Evet, yalnız bir yazardı Selim İleri. Okurlarından başka yakını pek yoktu. “Ölünceye Kadar Seninim” romanının kahramanı, bir zamanlar adını aşk romanlarıyla duyuran ama kendisini “çok aşksız” hisseden, 60 yaşını geçmiş Süha Rikkat gibi, kendisiyle sürekli hesaplaştı. Bu hesaplaşmanın sonuçlarından birinin, aydın taslaklarının saldırılarında ortaya çıkması da kaçınılmazdı. Anılarında şöyle diyor bu konuda:

“Özellikle sol kesimden ağır, olumsuz eleştirilerin hedefi oldu romanlar.

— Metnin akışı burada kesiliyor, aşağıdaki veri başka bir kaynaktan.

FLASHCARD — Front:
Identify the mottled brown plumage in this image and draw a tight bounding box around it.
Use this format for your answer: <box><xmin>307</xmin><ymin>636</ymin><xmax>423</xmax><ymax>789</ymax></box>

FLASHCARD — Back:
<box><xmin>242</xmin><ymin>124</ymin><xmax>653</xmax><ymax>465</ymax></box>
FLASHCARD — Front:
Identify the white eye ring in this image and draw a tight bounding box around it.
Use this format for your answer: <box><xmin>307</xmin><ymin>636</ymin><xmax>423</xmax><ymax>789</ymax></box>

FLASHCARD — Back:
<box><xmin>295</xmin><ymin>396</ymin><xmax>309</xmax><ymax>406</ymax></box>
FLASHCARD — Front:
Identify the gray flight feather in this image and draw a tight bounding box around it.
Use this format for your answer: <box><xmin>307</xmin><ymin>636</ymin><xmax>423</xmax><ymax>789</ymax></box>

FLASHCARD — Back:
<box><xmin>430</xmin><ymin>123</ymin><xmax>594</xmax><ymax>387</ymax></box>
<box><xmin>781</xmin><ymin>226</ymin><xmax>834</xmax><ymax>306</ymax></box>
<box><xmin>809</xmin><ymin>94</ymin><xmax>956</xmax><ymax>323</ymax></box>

Benim küçük burjuva dünyasının çürümüşlüğünü savunan gerici bir yazar olduğum, sapık ilişkiler anlattığım söylenegeldi. Sonradan hemen hepsi yazı yazmayı bırakmış birtakım kişiler böyle yazdılar ve dergiler, gazeteler bu yazılara rağbet gösterdi.”

Selim İleri’nin değeri bilinmeyen bir yazar olduğunu söyleyemeyiz ama “sevmeyeni çoktu” demek mümkün. Tıpkı Halit Refiğ, Toktamış Ateş, Barış Manço gibi FETÖ’yle yakınlaştığı bir dönem ve “Zaman” gazetesinde yazarlık yapması, sonradan yolunu ayırsa bile bu duruma tuz biber ekti kuşkusuz. Yapay biçimde övülüp parlatılan medya mahsulü “genç kuşak yazarları” edebiyat tarihi adına haklı olarak küçümsemesinin de düşman sayısını artırdığını söyleyebiliriz.

Ne olursa olsun, kim ne derse desin, büyük bir edebiyatçıyı yitirdik. Huzur içinde uyusun.